Коля сгорбился в углу глубокого кресла и безучастно разглядывал людей в вестибюле. Арминэ села лицом к администраторше, с неприязнью уставилась на нее. Та сначала что-то записывала у себя в блокноте, потом достала из сумочки зеркало и принялась разглядывать свои блестящие, похожие на черных пиявок, брови. Она послюнила указательный палец, принялась поглаживать их, точно желая убедиться, что они достаточно упитанны; судя по выражению ее лица, она была довольна их состоянием.

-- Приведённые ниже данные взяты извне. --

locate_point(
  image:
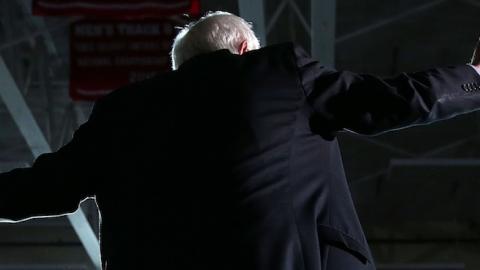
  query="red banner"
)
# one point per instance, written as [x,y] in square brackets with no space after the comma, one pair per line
[108,54]
[115,8]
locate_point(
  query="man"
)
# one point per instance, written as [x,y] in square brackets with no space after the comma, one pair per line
[231,161]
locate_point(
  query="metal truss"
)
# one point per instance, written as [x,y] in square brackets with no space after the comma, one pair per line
[37,141]
[321,28]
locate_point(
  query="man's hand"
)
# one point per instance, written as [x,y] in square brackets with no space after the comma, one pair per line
[476,55]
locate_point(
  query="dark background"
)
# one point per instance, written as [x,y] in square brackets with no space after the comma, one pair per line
[416,190]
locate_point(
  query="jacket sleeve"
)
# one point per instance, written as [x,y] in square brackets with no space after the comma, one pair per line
[57,182]
[371,105]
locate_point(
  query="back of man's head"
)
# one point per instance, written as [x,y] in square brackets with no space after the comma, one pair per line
[215,31]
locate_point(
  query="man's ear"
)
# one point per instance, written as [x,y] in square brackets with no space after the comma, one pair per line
[243,48]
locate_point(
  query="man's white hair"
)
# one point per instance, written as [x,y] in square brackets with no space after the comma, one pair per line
[214,31]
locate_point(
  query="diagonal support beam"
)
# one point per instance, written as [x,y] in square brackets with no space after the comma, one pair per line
[22,116]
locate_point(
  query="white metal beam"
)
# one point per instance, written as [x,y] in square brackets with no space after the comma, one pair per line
[253,11]
[322,24]
[389,20]
[22,116]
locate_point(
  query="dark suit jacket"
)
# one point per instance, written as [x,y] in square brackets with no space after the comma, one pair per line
[231,162]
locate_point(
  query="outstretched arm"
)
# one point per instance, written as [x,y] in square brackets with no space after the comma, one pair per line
[368,104]
[57,182]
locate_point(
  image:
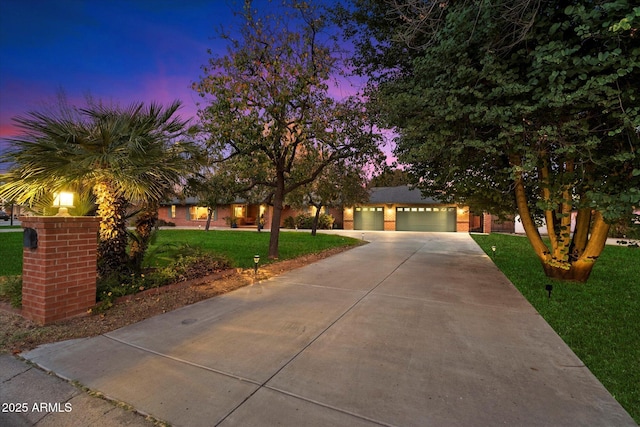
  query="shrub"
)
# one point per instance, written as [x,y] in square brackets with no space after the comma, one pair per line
[189,263]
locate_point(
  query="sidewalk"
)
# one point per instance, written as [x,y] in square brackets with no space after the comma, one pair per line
[412,329]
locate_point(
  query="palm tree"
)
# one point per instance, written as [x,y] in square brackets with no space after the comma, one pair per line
[126,155]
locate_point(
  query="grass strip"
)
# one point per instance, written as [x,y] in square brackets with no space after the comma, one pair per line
[599,320]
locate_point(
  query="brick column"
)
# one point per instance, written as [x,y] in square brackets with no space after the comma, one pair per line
[59,276]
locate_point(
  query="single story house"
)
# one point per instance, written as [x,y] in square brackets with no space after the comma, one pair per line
[189,212]
[399,208]
[404,208]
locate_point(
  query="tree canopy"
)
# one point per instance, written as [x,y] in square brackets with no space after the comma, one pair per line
[268,106]
[523,105]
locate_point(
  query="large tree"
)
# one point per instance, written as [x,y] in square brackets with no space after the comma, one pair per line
[127,156]
[527,105]
[268,105]
[340,184]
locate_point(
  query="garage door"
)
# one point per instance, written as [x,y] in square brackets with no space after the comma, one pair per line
[426,219]
[368,218]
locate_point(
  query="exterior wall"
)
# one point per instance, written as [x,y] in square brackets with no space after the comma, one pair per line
[59,276]
[182,215]
[462,219]
[390,217]
[347,218]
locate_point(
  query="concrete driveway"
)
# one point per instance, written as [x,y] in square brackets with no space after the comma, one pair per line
[413,329]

К стойке подошел толстый усатый мужчина с чемоданом. Он поставил чемодан у ног, лег грудью на стойку и, вытянув короткую шею, с видом сообщника что-то вполголоса сказал администраторше. Та что-то буркнула ему в ответ, при этом отрицательно покачав головой. Тогда толстяк открыл свой туго набитый портфель, достал оттуда большую красивую коробку конфет и, перегнувшись через стойку, положил перед администраторшей. Тут Арминэ вскочила с места, подошла к толстяку и тихо стала за его спиной. Через плечо толстяка она увидела, как администраторша проворно схватила коробку и сунула под стол — все это она проделала без всякого выражения на лице.

— Паспорт, — коротко бросила администраторша толстяку.

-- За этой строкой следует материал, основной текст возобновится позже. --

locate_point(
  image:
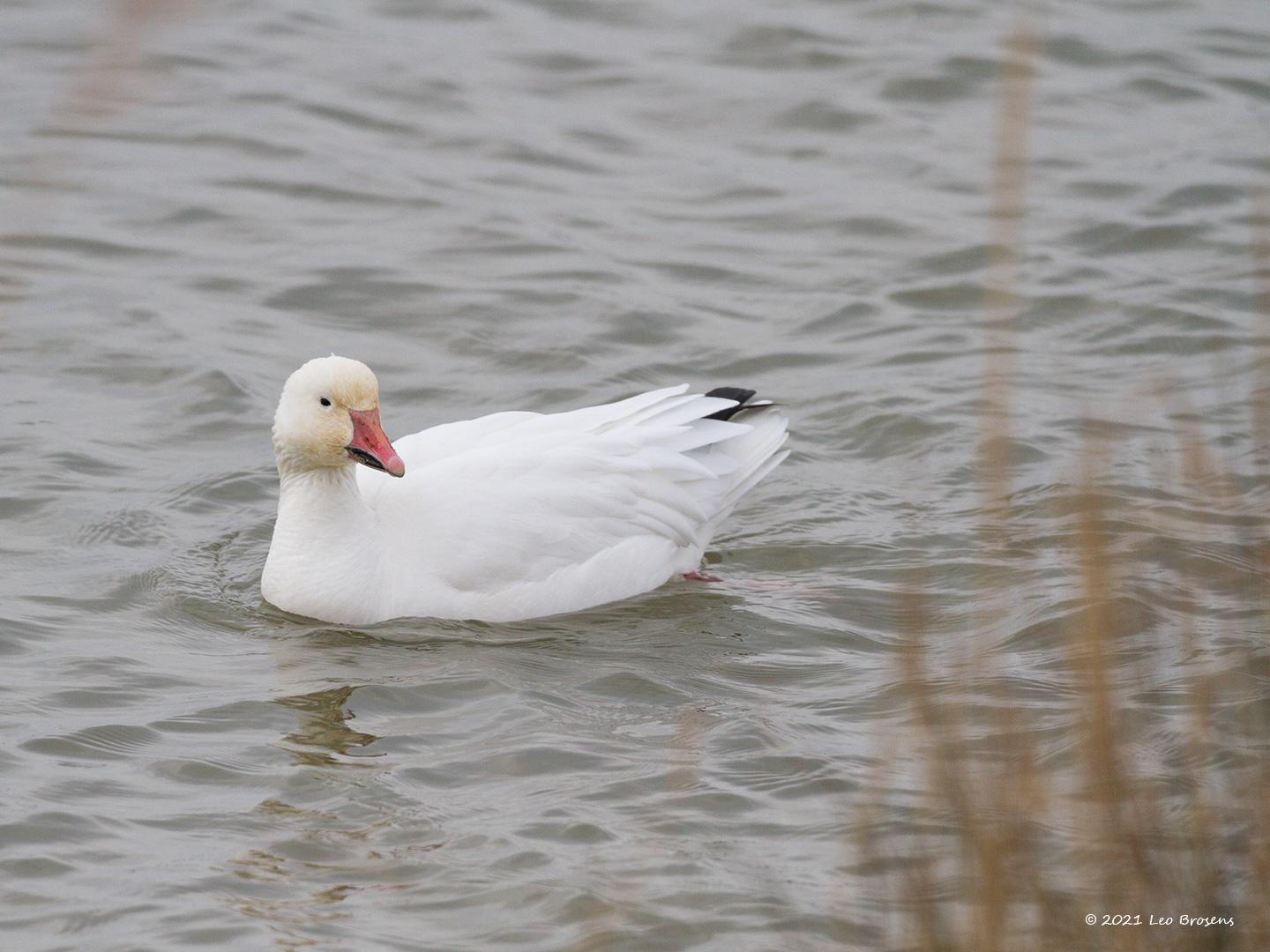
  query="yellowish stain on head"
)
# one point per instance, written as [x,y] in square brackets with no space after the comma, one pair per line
[309,435]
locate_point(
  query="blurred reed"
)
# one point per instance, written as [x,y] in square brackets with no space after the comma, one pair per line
[1006,841]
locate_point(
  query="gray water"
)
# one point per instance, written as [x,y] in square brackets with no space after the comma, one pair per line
[544,205]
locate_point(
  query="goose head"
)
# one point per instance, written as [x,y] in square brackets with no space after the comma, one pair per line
[329,417]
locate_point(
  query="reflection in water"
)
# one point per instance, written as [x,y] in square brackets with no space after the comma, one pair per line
[323,730]
[798,197]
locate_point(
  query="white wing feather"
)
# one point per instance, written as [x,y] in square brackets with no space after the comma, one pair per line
[521,514]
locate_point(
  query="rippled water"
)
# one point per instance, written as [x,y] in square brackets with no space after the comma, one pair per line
[540,205]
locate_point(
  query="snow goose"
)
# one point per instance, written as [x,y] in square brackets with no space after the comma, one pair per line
[505,517]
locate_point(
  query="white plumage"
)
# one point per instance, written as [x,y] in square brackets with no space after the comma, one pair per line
[516,514]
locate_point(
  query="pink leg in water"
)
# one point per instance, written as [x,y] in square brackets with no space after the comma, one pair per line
[700,576]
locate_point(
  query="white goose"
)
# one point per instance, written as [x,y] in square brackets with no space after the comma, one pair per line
[505,517]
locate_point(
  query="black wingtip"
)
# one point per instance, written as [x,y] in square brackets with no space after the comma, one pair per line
[739,394]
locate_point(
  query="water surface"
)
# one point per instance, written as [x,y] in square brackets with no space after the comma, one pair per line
[542,205]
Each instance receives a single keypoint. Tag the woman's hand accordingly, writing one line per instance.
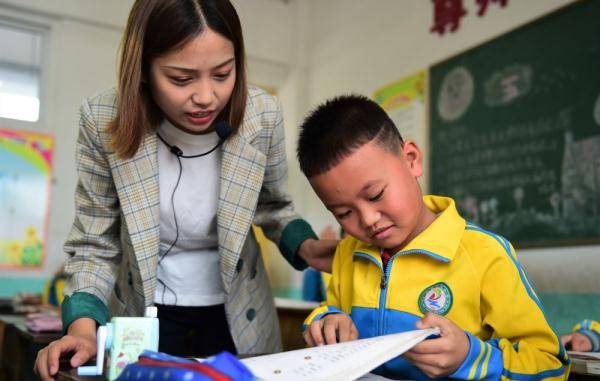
(81, 341)
(318, 254)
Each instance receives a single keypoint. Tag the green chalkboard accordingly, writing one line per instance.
(515, 130)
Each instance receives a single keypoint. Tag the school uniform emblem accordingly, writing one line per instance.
(436, 298)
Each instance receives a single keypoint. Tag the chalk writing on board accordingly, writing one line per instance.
(456, 94)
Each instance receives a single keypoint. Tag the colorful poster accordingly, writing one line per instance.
(25, 179)
(404, 101)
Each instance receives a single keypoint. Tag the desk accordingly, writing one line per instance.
(19, 347)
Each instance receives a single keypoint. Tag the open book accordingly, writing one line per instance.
(342, 361)
(585, 362)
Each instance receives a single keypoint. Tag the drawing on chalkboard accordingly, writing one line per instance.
(456, 94)
(520, 150)
(507, 85)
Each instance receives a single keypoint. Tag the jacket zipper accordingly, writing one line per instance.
(385, 276)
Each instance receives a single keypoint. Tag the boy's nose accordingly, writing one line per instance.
(369, 218)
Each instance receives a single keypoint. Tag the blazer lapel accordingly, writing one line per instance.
(242, 172)
(136, 180)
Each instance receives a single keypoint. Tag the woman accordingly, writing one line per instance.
(174, 167)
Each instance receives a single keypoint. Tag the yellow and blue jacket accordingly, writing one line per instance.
(590, 329)
(461, 271)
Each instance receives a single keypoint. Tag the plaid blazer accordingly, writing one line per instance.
(114, 242)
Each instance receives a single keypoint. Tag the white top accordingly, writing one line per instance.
(191, 269)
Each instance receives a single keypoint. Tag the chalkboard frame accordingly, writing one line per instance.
(433, 83)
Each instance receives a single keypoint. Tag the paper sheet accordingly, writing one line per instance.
(342, 361)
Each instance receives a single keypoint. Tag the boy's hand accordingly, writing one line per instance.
(576, 342)
(444, 355)
(318, 254)
(334, 328)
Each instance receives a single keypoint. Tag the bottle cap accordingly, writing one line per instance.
(151, 311)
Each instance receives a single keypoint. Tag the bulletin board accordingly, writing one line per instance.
(515, 130)
(25, 180)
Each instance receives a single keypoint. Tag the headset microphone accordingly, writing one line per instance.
(176, 151)
(223, 130)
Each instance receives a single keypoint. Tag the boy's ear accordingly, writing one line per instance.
(414, 157)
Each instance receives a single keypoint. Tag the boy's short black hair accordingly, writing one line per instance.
(339, 126)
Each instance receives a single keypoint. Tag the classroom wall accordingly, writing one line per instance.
(84, 36)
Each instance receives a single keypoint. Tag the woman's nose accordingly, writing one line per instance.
(203, 94)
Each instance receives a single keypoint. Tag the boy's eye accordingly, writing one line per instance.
(342, 215)
(378, 196)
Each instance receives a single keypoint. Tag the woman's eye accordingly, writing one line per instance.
(222, 76)
(378, 196)
(180, 80)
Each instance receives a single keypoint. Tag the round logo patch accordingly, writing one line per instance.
(436, 299)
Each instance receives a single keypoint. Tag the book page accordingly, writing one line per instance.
(585, 355)
(342, 361)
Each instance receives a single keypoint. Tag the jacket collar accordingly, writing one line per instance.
(439, 241)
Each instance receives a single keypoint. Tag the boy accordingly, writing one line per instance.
(412, 262)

Тот, угодливо улыбаясь, протянул ей паспорт. Она открыла паспорт, потом взглянула на толстяка, вернула ему вместе с какой-то бумажкой.

— Заполните.

Толстяк быстро заполнил бланк, вернул администраторше. Та взяла еще одну бумажку и, что-то нацарапав на ней, с величественным видом протянула ему.

— Спасибо, девушка. Дай вам бог долгой жизни, — обрадованно сказал ей толстяк и, подхватив свой чемодан, пошел к лифту.

— Тетя, вы же говорили, что в гостинице нет мест, — обратилась Арминэ к администраторше, — а почему вы дали комнату этому дядьке?

Администраторша с изумлением уставилась на девочку.

— А ну, повтори, повтори, что ты сказала?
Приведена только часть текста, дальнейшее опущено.